So we can see this 170 person group who are taking the train are saving you time, they are saving you money and they are contributing to a cleaner healthier Galway. So why should they be charged extra for this when they are already paying a combination of train fares and car tax to do us a service?
The success of this station should be rewarded, made an example of, venerated, put on a pedalstool and be given a small trophy and a garland. So as much as I like tiny trophies, the better way to reward positives is to create an opportunity for more positives. The most effective usage of the space at the station is to build up, not out, so a second floor of parking would probably the most obvious positive as it begins to reach capacity.
The most effective reward for the people who are already paying for the service is a price reduction. Where other cities introduce congestion charges, Galway has the opportunity two kill two birds with one stone by encouraging a better transport option while reducing city congestion.
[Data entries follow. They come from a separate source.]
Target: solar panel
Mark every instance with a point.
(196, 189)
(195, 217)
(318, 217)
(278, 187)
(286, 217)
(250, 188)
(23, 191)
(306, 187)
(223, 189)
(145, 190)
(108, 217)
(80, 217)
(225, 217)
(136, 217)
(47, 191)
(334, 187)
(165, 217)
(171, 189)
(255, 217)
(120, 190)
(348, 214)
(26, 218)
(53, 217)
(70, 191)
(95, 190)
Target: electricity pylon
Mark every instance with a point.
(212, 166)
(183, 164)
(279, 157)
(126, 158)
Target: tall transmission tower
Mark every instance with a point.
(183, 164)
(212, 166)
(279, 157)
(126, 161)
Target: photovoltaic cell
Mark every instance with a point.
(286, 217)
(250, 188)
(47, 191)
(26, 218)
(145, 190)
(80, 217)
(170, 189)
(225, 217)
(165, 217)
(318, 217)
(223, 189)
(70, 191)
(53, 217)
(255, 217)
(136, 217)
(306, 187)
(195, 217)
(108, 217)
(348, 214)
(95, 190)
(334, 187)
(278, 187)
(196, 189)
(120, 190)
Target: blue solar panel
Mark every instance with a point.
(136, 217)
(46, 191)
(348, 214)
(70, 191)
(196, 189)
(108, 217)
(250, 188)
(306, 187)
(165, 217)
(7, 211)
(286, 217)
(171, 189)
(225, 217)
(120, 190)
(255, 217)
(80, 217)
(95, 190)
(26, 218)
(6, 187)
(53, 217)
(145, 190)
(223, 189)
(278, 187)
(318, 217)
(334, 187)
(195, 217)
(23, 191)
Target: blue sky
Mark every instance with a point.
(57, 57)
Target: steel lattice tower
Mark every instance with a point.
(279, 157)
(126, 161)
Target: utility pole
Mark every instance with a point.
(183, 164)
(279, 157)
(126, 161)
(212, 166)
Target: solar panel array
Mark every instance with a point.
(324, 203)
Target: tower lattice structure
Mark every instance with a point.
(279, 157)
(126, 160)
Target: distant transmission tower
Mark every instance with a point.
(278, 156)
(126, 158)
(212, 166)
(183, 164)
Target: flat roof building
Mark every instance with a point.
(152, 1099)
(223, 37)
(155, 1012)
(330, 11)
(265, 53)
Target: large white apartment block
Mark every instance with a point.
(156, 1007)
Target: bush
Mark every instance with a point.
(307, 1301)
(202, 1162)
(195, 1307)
This could be accentuated a little more if a rail ticket were to get you a free bus journey from Eyre square.
A third positive would be an expansion of the creature comforts at the platform. Irish rail stations were once a montage of wonderful ironwork, stonework and what was at the time they were built, a sense of opulence in the flow of a daily commute. At some point this evolved into face high galvanized steel rails, hatred of pigeons through the medium of steel spikes, a waiting room made from leftover phone boxes and the overall feel of a chapter of Franz Kafka deemed to dark to publish. Instead of having the dull vision and lack of acumen of plugging in a few parking meters and sending a human thumbtack down every day to clamp a big yellow triangle of ironwork to somebody’s wheel along with a tasty removal charge, we could be looking at showing the progressive side of the west blended with the sense of history that has served the west so well for generations by developing the station with some kind of dark arts like architecture, or maybe even ergonomics.
As we move forward towards taking stock of the reality of carbon consumption, the grim realities of non essential car usage, the value of individuals and how we facilitate their use of time and how the west might ready itself for the difficulties this is presenting and will present, it is too easy to see these moments with a sense of panic when we could be looking at ways of dealing with it with a bit of style.